As an example, let’s assume the maximum claim amount is $300,000 and the appropriate principal limit factor is 0.50. To calculate the principal limit, we simply multiply the principal limit factor by the maximum claim amount:
$300,000 (maximum claim amount) * 0.50 (PL factor) = $150,000 (principal limit)
As you can see, the principal limit in this example is $150,000, or 50% loan-to-value. This is the total pool of cash available to pay mandatory obligations like existing mortgage balances, closing costs, property charges due at closing, set-asides, etc.
The remaining portion of the principal limit is available for allocation to lump sum, line of credit, term income/tenure income, or some combination of these options.
How The HECM Loan Limit Applies
To see how the lending limit applies, let’s look at another example.

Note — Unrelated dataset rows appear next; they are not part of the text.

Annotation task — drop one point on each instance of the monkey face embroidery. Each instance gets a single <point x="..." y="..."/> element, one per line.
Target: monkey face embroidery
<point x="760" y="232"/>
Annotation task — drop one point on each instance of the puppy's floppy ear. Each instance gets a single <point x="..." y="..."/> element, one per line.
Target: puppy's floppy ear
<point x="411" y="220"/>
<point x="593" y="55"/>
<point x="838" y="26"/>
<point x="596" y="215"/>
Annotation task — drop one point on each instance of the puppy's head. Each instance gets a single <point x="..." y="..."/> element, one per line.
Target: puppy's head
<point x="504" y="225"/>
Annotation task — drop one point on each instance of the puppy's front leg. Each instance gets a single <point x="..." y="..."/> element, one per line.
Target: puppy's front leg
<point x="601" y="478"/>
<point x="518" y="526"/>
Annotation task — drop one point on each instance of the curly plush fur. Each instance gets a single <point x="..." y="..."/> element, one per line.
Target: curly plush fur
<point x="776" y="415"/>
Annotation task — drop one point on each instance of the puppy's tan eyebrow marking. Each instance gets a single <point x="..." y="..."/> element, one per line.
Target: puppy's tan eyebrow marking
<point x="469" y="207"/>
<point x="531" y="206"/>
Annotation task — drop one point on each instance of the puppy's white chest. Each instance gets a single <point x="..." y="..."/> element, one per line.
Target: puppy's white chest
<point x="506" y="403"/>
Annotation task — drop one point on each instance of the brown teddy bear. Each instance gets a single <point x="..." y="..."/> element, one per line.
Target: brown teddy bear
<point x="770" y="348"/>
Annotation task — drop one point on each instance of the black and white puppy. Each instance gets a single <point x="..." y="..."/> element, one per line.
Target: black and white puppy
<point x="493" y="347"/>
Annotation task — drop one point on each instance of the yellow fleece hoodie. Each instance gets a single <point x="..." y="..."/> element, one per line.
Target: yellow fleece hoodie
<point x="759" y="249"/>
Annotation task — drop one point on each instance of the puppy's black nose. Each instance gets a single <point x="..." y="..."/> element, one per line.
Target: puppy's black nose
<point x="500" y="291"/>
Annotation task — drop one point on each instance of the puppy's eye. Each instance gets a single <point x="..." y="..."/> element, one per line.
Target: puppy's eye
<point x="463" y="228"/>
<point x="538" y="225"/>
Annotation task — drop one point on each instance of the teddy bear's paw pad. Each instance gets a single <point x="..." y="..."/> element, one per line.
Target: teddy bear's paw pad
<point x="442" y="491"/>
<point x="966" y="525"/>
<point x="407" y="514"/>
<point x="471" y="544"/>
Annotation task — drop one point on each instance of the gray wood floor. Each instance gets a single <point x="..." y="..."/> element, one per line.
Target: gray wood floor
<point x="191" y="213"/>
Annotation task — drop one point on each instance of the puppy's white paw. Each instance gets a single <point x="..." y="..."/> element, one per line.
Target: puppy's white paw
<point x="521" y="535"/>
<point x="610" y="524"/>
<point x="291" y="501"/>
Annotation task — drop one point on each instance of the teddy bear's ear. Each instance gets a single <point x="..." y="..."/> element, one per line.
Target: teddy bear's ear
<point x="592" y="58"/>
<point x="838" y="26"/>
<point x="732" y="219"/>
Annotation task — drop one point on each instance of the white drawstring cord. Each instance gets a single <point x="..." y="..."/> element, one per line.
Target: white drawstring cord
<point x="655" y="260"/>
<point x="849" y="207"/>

For this example, let’s assume we’re working with a home value of $1,000,000. Let’s assume the same age and expected interest rate as before, which means the principal limit factor is again 0.50.

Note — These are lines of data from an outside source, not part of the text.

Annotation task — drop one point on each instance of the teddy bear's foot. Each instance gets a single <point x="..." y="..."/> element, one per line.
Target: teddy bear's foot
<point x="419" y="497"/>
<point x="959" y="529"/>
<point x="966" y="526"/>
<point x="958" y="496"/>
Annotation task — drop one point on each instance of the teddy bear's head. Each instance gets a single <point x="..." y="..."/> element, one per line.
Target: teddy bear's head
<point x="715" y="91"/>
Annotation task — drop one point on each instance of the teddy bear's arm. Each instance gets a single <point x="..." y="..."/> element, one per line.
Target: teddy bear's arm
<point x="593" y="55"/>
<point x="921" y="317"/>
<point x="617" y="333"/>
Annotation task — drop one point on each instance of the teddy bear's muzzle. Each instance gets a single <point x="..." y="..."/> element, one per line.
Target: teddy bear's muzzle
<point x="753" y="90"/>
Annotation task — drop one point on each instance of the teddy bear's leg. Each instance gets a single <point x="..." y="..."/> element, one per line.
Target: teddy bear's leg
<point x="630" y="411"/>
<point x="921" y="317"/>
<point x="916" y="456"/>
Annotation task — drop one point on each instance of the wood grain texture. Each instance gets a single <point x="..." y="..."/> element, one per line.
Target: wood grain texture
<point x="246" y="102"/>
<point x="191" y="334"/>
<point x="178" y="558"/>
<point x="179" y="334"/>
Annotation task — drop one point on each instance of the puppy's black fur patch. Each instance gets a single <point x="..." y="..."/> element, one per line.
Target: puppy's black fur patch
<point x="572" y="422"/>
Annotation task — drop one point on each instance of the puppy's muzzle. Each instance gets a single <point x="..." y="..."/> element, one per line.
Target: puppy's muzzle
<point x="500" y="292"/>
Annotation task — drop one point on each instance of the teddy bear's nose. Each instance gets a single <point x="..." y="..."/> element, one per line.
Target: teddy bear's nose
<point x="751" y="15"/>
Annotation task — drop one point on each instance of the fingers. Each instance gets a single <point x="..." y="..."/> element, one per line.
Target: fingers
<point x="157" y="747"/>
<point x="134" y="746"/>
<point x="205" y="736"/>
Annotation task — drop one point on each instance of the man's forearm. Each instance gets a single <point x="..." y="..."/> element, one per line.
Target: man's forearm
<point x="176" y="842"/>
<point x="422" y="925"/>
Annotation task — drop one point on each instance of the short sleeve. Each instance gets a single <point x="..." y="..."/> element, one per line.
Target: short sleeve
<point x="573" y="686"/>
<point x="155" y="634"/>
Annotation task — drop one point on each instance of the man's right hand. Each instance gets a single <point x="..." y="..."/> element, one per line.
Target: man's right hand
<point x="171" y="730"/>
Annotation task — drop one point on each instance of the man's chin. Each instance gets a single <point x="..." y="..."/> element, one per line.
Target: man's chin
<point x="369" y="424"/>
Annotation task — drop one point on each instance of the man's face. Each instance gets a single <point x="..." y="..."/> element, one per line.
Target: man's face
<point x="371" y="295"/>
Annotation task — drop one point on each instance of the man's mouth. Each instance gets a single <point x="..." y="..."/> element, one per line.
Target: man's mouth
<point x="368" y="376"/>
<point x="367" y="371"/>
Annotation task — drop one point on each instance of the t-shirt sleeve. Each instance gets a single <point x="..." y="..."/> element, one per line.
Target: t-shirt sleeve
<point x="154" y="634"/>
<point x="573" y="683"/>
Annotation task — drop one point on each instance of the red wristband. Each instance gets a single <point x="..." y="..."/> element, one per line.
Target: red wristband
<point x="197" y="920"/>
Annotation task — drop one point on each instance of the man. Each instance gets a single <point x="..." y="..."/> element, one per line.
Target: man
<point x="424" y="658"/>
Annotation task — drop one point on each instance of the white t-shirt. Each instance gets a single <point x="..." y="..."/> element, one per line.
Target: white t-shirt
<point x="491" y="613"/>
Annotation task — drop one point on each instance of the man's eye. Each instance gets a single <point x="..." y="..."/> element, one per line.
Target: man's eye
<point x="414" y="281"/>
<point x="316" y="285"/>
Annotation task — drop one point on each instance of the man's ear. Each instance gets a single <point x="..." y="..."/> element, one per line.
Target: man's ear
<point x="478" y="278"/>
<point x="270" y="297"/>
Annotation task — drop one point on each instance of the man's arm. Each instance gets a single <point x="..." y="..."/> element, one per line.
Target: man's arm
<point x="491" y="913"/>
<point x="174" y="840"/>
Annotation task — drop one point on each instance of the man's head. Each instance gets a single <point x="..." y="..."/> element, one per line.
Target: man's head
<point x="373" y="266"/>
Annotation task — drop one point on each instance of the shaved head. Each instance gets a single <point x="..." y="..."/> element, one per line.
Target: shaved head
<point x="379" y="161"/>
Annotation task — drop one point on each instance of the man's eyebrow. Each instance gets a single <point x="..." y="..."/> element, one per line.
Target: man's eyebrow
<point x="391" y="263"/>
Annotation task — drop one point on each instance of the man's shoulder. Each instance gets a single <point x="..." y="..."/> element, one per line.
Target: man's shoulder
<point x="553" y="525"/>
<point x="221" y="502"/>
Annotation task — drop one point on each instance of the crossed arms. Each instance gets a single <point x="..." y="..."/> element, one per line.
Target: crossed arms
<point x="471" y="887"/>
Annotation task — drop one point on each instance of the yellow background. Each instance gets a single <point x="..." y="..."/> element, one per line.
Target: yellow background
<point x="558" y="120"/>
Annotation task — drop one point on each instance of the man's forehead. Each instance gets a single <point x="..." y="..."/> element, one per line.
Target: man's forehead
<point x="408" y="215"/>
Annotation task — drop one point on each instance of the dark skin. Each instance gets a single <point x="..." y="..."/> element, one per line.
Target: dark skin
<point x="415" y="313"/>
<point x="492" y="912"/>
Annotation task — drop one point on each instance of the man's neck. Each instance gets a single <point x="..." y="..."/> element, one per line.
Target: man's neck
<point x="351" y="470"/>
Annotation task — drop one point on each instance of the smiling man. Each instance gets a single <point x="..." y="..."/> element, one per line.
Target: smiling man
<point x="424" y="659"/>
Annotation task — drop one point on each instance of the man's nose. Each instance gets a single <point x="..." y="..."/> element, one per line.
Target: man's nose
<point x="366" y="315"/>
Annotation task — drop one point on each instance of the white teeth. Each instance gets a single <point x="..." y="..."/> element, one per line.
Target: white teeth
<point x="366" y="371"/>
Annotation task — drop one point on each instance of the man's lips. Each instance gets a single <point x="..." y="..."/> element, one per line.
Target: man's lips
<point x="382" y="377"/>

Remember, the maximum claim amount equals the lesser of the home value or the lending limit. The lending limit is higher today, but let’s assume it’s still 2020 and the limit is still $765,600. Because the home value is higher than the limit, the maximum claim amount equals the lending limit. Proceeds are calculated as follows:
$765,600 (maximum claim amount) * 0.50 (PL factor) = $382,800 (principal limit)
As you can see, the principal limit in this example is $382,800, or 38.3% loan-to-value. Again, the lending limit simply caps the home value for purposes of calculating proceeds.

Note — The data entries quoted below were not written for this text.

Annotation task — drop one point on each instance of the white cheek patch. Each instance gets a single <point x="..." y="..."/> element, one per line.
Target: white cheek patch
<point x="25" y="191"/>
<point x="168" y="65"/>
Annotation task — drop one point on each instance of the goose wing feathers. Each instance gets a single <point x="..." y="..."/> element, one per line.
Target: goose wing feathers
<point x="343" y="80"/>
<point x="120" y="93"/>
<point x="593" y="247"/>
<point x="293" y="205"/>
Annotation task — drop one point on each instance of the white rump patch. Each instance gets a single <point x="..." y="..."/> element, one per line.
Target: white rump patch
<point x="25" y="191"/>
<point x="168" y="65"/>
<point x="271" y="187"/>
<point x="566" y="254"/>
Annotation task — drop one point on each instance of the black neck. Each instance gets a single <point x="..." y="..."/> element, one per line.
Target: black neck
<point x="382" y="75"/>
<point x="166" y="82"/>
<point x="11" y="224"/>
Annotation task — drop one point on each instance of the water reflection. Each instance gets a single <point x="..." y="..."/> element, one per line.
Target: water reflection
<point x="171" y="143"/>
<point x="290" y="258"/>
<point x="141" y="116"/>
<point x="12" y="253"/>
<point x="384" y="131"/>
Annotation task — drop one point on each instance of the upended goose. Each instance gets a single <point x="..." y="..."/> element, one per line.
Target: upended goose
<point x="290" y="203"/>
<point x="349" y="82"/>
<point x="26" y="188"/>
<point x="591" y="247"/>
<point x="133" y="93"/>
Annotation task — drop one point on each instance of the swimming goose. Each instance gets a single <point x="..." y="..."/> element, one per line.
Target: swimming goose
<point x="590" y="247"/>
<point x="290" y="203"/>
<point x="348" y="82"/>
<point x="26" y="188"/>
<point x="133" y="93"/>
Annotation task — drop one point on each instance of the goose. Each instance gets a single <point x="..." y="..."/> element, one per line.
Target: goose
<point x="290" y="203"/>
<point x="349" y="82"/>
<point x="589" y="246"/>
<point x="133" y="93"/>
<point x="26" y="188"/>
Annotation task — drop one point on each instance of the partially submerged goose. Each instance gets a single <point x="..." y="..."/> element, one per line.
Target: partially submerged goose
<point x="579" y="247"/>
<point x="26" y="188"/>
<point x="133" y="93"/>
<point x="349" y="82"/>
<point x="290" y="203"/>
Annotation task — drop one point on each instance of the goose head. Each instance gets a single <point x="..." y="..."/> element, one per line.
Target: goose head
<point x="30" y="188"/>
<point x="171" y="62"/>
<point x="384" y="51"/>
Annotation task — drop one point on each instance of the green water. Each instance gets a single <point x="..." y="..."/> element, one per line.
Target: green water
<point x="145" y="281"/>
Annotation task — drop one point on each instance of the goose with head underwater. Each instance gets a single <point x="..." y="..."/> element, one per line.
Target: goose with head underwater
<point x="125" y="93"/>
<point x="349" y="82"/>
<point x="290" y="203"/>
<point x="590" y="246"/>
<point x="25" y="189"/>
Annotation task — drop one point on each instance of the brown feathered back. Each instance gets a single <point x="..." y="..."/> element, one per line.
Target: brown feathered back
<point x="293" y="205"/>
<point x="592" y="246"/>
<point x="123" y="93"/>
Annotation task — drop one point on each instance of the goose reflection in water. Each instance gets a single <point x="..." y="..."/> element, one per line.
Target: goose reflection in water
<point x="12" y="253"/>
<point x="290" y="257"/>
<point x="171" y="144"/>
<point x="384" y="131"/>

What the HECM Lending Limit Is Not
The term loan limit is somewhat of a misnomer because it implies that it’s a cap on the loan balance, which is not the case. The limit is not a cap on how much you can ultimately borrow.
If your loan balance ever reaches or exceeds the lending limit, your loan is not going to be called due and you’re not going to be asked to start making mortgage payments.
Again, the loan limit is only used to calculate proceeds at the start of the loan.
The Current Reverse Mortgage Limit
FHA periodically adjusts the HECM loan limit to reflect housing market conditions. The past and current reverse mortgage limits are as follows:
- January 1, 2024: $1,149,825 (Mortgagee Letter 2023-22)
- January 1, 2023: $1,089,300 (Mortgagee Letter 2022-21)
- January 1, 2022: $970,800
- January 1, 2021: $822,375
- January 1, 2020: $765,600
- January 1, 2019: $726,525
- January 1, 2017: $636,150
- January 1, 2011: $625,500
Frequently Asked Questions
What happens when reverse mortgage reaches limit?
Nothing happens. The limit is simply a cap on your home’s appraised value for purposes of calculating proceeds during the application process. There is no limit on how much you can ultimately borrow. If your loan balance reaches the limit, the loan isn’t called due, you don’t have to start making payments, etc. Again, nothing happens.
What is the new HECM lending limit for 2023?
The new limit for 2023 is $1,089,300. The limit is not a cap on how much you can borrower. It simply caps the appraised value of your home for purposes of calculating proceeds during the application process.